Character. Path to save intermediate objects. Default is tempdir().

savefinaltable

Logical. Whether to save the final table to disk. Default is TRUE.

reload

Logical. Whether to reload intermediate objects if available. Default is FALSE.

showtime

Logical. Whether to display timing information. Default is FALSE.

showmemory

Logical. Whether to display memory usage information. Default is FALSE.

deletetmp

Logical. Whether to delete temporary files after processing. Default is TRUE.

chromtab

A Seqinfo object retrieved with the rtracklayer method SeqinfoForUCSCGenome. If NA, the method is called automatically and the genomename should be provided. Default is NA.

forcechrom

Logical indicating if the presence of non-canonical chromosomes in chromtab (if not NA) should trigger an error. Default is FALSE.

verbose

Logical. Whether to display detailed progress messages. Default is TRUE.

Details

The 'preprocessing' function performs several key tasks: 1. Filters Gencode annotations to retrieve "transcript" annotations. 2. Differentiates between protein-coding (MANE_Select) and long non-coding (lncRNA, Ensembl_canonical) transcripts. 3. Splits transcripts into windows of size 'windsize'. 4. Processes bedgraph files to retrieve values, exclude blacklisted regions, and retain high-mappability intervals. 5. Generates a final annotated table with scores derived from the above steps.
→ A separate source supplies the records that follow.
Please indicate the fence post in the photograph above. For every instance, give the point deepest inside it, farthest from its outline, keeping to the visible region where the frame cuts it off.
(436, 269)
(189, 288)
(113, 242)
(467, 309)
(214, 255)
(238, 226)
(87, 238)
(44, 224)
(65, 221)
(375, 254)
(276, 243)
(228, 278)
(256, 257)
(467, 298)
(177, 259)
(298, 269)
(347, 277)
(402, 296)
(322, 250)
Temporary files created during processing are optionally deleted at the end.

Value

A data frame representing the final table containing transcript information and scores on 'windsize' windows for all experiments defined in the experiment table (exptabpath).

Examples


## Data
exptabpath <- system.file("extdata", "exptab-preprocessing.csv", package = "tepr")
gencodepath <- system.file("extdata", "gencode-chr13.gtf", package = "tepr")
maptrackpath <- system.file("extdata", "k50.umap.chr13.hg38.0.8.bed",
  package = "tepr")
blacklistpath <- system.file("extdata", "hg38-blacklist-chr13.v2.bed",
    package = "tepr")
windsize <- 200
genomename <- "hg38"

## Copying bedgraphs to the current directory
expdfpre <- read.csv(exptabpath)
bgpathvec <- sapply(expdfpre$path, function(x) system.file("extdata", x,
    package = "tepr"))
expdfpre$path <- bgpathvec
write.csv(expdfpre, file = "exptab-preprocessing.csv", row.names = FALSE,
    quote = FALSE)
exptabpath <- "exptab-preprocessing.csv"

## Testing preprocessing
finaltabtest <- preprocessing(exptabpath, gencodepath, windsize, maptrackpath,
    blacklistpath, genomename = genomename, verbose = FALSE)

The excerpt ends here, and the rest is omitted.